You should be able to disable automatic resizing by adding a viewportSize property to your manifest for that module. If you already have defined a viewportSize for the module, then the issue is not related to automatic resizing.
I read the description for Custom-ui-bridge/modal but I’m a little bit confused how to use it. Do you have any real live example / instruction?
Additionaly I don’t understand the need to use the bridge for a modal dialog which is used on the Custom-UI / React side. The Atlaskit approach seems more logical for me
One more question: are there other Atlaskit elements which you don’t suggest?
Regarding viewportSize : I tested different sizes but I love the ability to show the whole content without scrollbars. Disabling automatic resizing is in this case not a good alternative.
@FranzBinder great question, I don’t know of any live code examples, but I can try explain usage in a bit more detail.
In your Custom UI app (not the modal), you will need to first instantiate the modal:
import { Modal } from '@forge/bridge';
const modal = new Modal({
resource: 'my-modal-resource',
onClose: (payload) => {
console.log('onClose called with', payload);
},
size: 'medium',
context: {
customKey: 'custom-value',
},
});
Then you can add modal.open() to the event handler for the button that opens the modal.
The modal itself must be defined as a Custom UI resource itself. You can either define a whole separate resource for it (the resource in the constructor of Modal refers to the resource’s key in the manifest), or you can use the context above to tell the Custom UI code to render a modal. E.g. you might pass in { isModal: true } to the context, and in the resource, you can use view.getContext() to render the modal UI or the app UI based on isModal.
In the modal UI, you can use view.close() to close the modal, and if you want, to send data back to your app to do something with it (defined in the onClose handler above).

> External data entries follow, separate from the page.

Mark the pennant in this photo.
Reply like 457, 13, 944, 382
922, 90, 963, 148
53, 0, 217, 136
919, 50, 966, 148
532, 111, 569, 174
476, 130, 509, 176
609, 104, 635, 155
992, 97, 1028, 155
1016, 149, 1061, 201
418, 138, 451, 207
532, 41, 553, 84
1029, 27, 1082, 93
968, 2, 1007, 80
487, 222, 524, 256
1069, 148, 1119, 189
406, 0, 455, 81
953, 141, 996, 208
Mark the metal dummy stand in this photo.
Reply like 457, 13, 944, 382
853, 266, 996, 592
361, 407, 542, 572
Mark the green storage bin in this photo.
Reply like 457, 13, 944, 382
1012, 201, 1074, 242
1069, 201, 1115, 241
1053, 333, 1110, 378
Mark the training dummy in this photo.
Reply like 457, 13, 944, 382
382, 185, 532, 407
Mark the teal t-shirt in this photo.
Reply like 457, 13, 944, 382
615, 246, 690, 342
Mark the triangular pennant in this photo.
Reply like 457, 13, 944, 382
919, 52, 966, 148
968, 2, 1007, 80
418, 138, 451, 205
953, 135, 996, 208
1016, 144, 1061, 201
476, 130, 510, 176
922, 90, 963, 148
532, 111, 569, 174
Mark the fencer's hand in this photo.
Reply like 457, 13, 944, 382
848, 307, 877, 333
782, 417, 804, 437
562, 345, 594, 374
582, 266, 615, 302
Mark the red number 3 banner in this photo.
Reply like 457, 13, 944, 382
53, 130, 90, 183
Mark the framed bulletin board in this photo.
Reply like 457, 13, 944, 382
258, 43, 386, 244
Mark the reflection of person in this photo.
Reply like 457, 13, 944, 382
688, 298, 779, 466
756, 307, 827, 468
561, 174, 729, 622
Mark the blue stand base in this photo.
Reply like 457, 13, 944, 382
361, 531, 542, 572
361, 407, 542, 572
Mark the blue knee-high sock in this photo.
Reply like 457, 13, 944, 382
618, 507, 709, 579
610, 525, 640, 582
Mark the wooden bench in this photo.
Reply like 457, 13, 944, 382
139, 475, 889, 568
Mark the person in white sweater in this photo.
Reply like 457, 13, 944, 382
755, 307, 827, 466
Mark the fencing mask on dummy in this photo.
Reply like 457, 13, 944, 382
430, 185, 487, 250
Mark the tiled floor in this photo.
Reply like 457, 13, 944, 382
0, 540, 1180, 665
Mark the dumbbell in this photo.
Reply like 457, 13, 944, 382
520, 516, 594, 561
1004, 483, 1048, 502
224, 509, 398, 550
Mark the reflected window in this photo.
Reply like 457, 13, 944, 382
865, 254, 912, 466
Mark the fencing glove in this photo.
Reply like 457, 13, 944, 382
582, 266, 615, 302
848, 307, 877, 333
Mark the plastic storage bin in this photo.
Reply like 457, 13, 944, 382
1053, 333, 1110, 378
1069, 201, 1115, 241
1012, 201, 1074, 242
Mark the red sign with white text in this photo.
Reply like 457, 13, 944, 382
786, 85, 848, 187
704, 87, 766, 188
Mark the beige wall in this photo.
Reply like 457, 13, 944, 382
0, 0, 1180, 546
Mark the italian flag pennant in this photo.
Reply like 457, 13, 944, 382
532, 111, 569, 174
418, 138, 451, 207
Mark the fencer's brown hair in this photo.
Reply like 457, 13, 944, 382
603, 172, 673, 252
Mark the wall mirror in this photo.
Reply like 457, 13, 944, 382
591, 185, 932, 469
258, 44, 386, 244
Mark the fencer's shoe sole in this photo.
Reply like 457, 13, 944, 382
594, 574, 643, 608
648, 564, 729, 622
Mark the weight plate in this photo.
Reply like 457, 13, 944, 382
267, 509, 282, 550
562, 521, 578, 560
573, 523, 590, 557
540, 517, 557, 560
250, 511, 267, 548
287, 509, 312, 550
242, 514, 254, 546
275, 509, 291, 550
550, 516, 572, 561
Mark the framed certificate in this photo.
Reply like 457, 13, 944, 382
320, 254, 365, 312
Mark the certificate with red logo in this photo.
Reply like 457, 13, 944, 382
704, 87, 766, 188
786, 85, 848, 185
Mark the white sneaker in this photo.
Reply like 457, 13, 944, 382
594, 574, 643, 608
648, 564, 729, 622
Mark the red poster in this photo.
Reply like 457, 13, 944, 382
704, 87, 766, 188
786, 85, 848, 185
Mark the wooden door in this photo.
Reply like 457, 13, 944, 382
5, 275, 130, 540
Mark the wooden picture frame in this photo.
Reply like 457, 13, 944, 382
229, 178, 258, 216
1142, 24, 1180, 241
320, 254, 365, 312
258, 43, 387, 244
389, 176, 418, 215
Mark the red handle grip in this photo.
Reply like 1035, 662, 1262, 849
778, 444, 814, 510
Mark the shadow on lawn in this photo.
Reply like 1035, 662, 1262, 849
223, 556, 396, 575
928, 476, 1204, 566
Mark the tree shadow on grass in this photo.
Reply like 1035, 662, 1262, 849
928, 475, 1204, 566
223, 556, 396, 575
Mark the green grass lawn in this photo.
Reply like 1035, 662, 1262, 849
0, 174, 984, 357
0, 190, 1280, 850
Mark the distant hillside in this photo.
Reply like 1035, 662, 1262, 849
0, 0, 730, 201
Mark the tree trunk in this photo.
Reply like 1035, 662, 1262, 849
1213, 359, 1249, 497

Yeah, if the Atlaskit modal could work, that would definitely be the most sensible option. Unfortunately, features like modals and any kind of pop-up or drop-down don’t work very well with iframes. That’s why we’ve created this separate Custom UI modal feature, as a way to create a modal experience within the constraint of iframes.
Re: not wanting to use viewportSize. Understood, we are working towards making Custom UI modals available in macro. In the meantime, is it possible to workaround using a different UI experience (e.g. changing what is displayed in the app directly to show what was going to be in the modal)?
There are many reasons. The biggest one is that I’m using drop downs which does not work with connect or forge iframes (try positioning an atlaskit/select at the bottom of the frame with 10 options).
The safest approach for me is to get as big of a rendering area and for me to handle the rendering.
This is a bug in forge - which is going to make me have support costs.
@danielwester thanks for describing that. I can understand why that’s problematic.
I’ve tracked this feedback here: [FRGE-371] - Ecosystem Jira. I also left a comment on a potential solution, although it’s just me thinking out loud.